Ivy League, a rising hip-hop group from the South Side, is leading the “New School” of hip-hop. And it takes its leadership seriously by taking attendance, keeping its audiences in their seats, and teaching them exactly what they need to know: “[to] read between the lines [and] take [things] outta context.” Ivy League’s inspiration emerges out of concern, as group member Novakane explains, “at a time when the dropout rate of quality emcees is at an all-time high.” Ivy League observes, “Hip-hop is undoubtedly in need of a fresh crop of artists.”

Comprised of three members, Agacee, DJ Illa, and Novakane, Ivy League has been working together since its own college days at Northern Illinois University. Since then, the group has become well-versed and experienced in the growing underground hip-hop scene in Chicago, or as they call it, the “G-O.” Described as having “the most talented artists concentrated in any one city,” Chicago acts as Ivy League’s classroom; the group performs wherever it can, motivated by its love of the city. In fact, Ivy League credits its style to the place where its members grew up–right at 76th and Cornell and Stony Island.
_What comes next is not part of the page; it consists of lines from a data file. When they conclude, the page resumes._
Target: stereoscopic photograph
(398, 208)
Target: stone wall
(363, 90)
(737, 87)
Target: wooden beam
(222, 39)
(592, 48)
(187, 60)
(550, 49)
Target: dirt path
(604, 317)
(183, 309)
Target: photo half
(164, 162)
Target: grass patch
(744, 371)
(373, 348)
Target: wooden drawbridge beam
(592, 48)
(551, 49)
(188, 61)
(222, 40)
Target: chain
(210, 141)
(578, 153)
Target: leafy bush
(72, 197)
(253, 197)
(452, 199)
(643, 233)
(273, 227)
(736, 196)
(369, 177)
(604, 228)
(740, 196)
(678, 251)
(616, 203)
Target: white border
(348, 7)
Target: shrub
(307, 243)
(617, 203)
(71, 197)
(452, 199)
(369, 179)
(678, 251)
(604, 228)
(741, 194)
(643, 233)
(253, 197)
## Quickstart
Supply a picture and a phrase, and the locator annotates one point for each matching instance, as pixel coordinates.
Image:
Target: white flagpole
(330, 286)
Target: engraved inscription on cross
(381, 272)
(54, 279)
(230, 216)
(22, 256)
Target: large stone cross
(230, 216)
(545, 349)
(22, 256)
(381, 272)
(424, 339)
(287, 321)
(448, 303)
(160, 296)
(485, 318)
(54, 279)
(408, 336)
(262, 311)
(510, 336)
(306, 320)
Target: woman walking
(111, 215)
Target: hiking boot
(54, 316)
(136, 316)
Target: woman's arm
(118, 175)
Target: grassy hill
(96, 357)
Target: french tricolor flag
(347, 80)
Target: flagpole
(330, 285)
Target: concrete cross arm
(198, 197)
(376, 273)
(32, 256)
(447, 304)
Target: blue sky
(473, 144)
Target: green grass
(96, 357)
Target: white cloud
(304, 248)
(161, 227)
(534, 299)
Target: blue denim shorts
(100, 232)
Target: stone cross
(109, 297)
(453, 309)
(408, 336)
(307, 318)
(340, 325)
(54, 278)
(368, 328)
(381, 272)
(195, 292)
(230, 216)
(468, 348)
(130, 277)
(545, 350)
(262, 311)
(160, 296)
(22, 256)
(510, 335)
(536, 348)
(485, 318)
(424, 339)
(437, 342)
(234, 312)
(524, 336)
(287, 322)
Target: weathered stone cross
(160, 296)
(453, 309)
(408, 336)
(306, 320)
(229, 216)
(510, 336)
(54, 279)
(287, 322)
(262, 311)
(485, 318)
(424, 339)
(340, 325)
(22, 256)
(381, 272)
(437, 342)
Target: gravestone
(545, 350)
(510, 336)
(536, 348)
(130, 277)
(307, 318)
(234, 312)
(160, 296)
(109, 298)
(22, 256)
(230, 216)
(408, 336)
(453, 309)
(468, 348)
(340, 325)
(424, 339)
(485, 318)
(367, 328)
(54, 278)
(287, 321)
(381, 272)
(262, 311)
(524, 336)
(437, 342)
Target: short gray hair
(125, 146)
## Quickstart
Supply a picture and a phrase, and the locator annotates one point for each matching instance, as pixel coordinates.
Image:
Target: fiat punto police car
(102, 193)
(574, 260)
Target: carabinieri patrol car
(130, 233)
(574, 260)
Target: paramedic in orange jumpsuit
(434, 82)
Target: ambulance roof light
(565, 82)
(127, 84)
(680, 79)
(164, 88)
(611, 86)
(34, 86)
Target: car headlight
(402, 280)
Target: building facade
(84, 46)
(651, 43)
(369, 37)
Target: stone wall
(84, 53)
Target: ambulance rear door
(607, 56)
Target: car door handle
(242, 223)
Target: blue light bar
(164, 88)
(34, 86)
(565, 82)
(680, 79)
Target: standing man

Ivy League’s most recent success, however, happened outside the G-O’s grid. Performing a sold-out concert on MTV’s Sucker Freestyle New Year Show in New York City, Ivy League showcased its proud South Side flavor to the rest of the world. And with the help of their fans’ 102,000 online votes on MTV2.com, the group proved that it’s possible to bring local, underground music to the forefront of the mainstream industry. Introducing itself with its hit, “Jamaican Carl,” Ivy League kept their class’s attention with a tight flow of smart rhymes, compelling beats, and a nice hiss of alliterative “s” noises.

The group’s style is the product of a subtle balance of each member’s hip-hop panache. Mixing Agacee’s “controversial topics and flat out cocky wordplay” with Novakane’s “edgy, more street-oriented flow,” Ivy League puts out a refined sound, but still rough enough to “tap into what’s going on in the ’Hood,” says Novakane. The technical aspect of the group’s work is evident in DJ Illa’s beats; his complex use of sultry cascades of scales played by violins in “Tryin 2 Make It” rounds out Agacee’s urban tone and pulls it all together–consistent with Ivy League’s curriculum vitae of sound.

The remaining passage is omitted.